Ogni giorno si dividevano le cose da fare: alcuni erano addetti a raccogliere le pietre, altri a liberare il sentiero da vecchi rami e vegetazione, altri a fare buche per i paletti che servono a reggere la corda che farà da guida ai non vedenti durante il percorso. Sì, ai non vedenti, perché la particolarità del sentiero a cui abbiamo lavorato è quella di essere un sentiero per tutti, davvero per tutti, non sono molti in Italia.

Altro lavoro al quale ci siamo dedicati è stata la costruzione di uno stagno per il misterioso rospo Ululone, dal petto giallo, che per l’intera settimana ci ha fatto da mascotte, ma che non abbiamo mai avuto l’onore di vedere.

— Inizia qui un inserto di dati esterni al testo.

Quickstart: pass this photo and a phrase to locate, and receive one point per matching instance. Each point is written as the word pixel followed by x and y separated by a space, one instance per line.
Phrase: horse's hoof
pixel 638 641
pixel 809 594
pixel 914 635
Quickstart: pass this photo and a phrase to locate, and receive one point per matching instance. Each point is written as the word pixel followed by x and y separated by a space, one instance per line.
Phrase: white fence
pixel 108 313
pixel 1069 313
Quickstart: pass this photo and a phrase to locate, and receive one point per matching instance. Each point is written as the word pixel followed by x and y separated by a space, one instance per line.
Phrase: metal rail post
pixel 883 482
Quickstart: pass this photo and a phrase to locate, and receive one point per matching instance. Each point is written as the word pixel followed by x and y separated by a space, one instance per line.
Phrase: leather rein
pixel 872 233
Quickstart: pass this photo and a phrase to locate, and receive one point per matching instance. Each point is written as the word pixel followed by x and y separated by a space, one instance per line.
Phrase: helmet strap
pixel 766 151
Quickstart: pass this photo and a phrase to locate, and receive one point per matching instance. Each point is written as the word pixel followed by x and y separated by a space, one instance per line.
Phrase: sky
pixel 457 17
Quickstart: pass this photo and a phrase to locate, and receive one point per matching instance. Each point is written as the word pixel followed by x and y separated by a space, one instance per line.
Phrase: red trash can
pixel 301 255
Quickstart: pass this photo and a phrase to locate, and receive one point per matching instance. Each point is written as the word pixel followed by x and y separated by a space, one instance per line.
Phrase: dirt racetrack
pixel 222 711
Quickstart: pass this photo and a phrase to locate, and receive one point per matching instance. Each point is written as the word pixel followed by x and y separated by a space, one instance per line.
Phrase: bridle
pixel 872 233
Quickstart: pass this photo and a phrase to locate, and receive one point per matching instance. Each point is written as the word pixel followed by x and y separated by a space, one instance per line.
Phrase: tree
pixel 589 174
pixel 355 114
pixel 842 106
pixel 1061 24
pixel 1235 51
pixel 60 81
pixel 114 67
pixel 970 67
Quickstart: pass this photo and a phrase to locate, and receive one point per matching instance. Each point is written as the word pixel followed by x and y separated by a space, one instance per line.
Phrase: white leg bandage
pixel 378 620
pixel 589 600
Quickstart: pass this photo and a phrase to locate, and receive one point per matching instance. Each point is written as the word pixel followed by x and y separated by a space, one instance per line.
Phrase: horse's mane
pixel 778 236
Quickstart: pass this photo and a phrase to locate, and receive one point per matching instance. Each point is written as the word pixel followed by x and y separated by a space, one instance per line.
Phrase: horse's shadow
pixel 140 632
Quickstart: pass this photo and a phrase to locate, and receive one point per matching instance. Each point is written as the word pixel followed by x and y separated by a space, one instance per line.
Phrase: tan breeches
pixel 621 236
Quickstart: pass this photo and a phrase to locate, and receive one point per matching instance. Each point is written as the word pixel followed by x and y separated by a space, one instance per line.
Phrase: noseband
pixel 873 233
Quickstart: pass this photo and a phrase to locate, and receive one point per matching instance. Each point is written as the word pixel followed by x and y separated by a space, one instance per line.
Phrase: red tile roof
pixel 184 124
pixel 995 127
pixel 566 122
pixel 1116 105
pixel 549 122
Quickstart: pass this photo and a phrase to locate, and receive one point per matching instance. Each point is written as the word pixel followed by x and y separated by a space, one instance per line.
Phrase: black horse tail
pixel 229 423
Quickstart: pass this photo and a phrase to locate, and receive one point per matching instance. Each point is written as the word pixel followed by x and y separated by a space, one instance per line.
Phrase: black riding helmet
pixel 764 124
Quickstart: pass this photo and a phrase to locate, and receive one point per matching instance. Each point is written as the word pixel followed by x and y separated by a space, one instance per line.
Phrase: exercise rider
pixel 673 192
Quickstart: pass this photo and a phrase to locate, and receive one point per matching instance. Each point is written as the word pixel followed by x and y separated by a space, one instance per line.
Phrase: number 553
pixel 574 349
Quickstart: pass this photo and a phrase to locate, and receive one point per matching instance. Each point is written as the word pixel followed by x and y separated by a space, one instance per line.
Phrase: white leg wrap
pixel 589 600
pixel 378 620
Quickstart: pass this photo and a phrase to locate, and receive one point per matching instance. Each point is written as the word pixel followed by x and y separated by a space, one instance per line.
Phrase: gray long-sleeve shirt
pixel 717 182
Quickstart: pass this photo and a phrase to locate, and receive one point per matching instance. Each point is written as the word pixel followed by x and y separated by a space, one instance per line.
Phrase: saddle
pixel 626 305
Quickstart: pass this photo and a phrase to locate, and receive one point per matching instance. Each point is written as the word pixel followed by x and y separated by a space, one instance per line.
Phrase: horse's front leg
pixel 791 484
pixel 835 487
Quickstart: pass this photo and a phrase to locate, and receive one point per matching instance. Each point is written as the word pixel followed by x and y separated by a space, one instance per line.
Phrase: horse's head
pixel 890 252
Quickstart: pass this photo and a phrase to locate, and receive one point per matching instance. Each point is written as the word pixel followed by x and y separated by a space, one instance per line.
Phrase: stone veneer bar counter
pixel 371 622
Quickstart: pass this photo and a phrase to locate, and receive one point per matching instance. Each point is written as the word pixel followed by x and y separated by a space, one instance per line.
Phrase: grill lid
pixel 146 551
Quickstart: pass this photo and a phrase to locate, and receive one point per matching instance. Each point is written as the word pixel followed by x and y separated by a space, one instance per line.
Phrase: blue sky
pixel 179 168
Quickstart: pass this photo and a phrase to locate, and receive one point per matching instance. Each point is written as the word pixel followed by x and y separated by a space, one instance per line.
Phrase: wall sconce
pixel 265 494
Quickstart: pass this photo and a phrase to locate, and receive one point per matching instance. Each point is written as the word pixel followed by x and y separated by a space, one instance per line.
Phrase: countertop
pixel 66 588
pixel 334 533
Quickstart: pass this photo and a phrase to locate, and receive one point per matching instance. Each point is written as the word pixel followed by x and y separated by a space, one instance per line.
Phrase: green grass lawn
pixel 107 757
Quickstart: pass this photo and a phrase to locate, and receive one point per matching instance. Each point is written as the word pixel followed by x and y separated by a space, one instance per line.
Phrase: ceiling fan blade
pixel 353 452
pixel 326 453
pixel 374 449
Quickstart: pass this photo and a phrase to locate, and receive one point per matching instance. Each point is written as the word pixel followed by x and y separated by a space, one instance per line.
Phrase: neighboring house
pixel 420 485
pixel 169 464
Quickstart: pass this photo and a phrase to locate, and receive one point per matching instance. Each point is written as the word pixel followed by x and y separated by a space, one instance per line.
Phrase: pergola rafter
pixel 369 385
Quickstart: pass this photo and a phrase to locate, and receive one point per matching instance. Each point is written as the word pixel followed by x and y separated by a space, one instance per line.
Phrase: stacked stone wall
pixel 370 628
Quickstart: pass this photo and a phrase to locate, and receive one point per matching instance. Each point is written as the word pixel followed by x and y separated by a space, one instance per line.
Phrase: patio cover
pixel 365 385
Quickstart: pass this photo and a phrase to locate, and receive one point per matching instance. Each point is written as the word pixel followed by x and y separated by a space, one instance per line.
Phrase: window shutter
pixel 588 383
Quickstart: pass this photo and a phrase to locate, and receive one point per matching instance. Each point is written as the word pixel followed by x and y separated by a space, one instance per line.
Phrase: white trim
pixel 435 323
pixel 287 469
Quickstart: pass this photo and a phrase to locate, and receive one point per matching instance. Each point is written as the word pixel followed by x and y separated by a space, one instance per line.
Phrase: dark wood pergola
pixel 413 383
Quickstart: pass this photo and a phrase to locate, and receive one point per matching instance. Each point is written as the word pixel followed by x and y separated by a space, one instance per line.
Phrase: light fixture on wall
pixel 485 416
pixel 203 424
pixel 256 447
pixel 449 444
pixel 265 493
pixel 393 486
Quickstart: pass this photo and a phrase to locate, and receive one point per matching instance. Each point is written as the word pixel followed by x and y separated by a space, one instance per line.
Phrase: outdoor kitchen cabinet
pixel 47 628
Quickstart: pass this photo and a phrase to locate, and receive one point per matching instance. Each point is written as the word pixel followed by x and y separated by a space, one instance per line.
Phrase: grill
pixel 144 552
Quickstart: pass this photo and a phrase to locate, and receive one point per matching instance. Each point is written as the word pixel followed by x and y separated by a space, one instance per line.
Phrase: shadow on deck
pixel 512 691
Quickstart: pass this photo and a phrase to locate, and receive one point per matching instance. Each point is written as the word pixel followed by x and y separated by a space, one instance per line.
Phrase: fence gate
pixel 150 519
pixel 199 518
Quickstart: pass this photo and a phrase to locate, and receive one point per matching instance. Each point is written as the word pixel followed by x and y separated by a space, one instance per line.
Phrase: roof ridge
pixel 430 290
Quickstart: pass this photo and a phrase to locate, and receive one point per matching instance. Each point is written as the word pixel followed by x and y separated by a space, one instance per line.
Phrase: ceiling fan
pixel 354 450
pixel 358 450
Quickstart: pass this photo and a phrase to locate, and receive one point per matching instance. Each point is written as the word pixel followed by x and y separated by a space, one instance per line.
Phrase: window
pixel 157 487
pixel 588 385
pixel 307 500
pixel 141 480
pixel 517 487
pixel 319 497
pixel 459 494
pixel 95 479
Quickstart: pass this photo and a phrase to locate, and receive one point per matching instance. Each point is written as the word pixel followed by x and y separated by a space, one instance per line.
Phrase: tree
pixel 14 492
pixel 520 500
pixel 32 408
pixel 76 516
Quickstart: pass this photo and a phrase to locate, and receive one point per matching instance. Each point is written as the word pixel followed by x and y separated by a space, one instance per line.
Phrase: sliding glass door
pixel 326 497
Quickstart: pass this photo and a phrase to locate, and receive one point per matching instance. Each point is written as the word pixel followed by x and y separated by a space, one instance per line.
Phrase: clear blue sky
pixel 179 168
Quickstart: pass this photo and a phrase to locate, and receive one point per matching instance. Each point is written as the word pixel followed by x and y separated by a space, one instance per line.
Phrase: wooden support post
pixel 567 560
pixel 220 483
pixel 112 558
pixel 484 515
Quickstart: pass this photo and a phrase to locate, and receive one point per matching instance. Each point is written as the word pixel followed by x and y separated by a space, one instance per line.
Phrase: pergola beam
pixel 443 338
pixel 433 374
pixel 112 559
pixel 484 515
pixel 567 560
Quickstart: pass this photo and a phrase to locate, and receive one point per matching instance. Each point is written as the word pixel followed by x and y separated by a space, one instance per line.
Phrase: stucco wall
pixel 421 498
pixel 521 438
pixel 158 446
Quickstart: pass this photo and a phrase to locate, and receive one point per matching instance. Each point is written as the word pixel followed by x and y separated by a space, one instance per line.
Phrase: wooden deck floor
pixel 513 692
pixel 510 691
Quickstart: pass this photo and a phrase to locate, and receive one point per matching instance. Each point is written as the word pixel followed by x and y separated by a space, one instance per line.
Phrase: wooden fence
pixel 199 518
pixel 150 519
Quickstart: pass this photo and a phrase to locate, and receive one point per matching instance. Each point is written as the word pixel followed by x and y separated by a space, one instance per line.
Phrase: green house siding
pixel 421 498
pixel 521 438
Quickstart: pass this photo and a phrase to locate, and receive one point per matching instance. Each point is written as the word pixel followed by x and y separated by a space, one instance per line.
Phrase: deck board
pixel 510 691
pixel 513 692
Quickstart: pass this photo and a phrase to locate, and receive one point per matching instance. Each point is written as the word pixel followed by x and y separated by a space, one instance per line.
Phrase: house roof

Intorno alle 14, chi aveva voglia di cucinare rientrava e iniziava a preparare per tutti.

Uno dei nostri pomeriggi lo abbiamo trascorso al Giardino Officinale di Propezzano, dove abbiamo avuto il piacere di riscoprire la genuinità di alcuni prodotti locali di antica tradizione, il profumo autentico di piante ed aromi, nonché sorprendenti curiosità botaniche.

Sabato 4 novembre abbiamo deciso di concederci una “pausa relax”: sveglia alle 4 del mattino, destinazione Diga di Campotosto. Usciti di casa con il buio e una luna piena mozzafiato, avremmo voluto vedere l’alba, alba però che per noi non c’è  stata, perché durante il viaggio una nebbia persistente ci ha accompagnati. E perché insoliti cavalli selvatici, sbucati dal nulla, hanno rallentato il nostro viaggio. All’arrivo era già giorno e Carlo era già al lavoro.

Il posto in cui si svolge il monitoraggio degli uccelli è un posto fantastico, che ha mutato il suo aspetto da pochi mesi: la diga è stata svuotata poiché è stato qui l’epicentro di uno dei tanti terremoti che hanno colpito la zona, e così, ora più che una diga d’acqua è una diga di nuvole, che ospita durante il giorno molte specie di volatili. Abbiamo avuto l’onore di assistere all’attività di inanellamento: Carlo, esperto della Stazione Ornitologica Abruzzese nonché instancabile volontario della Lipu, con la sua passione, ci ha fatto ammirare da vicino numerose specie di uccelli, facendoci capire meglio l’enorme importanza di questa attività che permette di comprendere gli spostamenti migratori.

I giorni sono trascorsi in questo modo stupendo, faticando con passione, senza mai un attimo di noia, tra chiacchiere simpatiche e discorsi profondi, inevitabili ad un anno esatto di distanza dal terremoto che si è abbattuto su queste terre d’Abruzzo.

Giorno dopo giorno, le foglie hanno cambiato colore, profumo, il bosco è cambiato con noi e noi abbiamo cambiato il nostro modo di pensarlo, abbiamo imparato a capirlo, a viverlo con rispetto ed ammirazione. Insieme, in una sola settimana, noi sette, nel nostro piccolo, abbiamo realizzato che il lavoro di gruppo, fatto con passione, nell’ottica di fare del bene agli altri e alla natura, è un grande passo verso il cambiamento.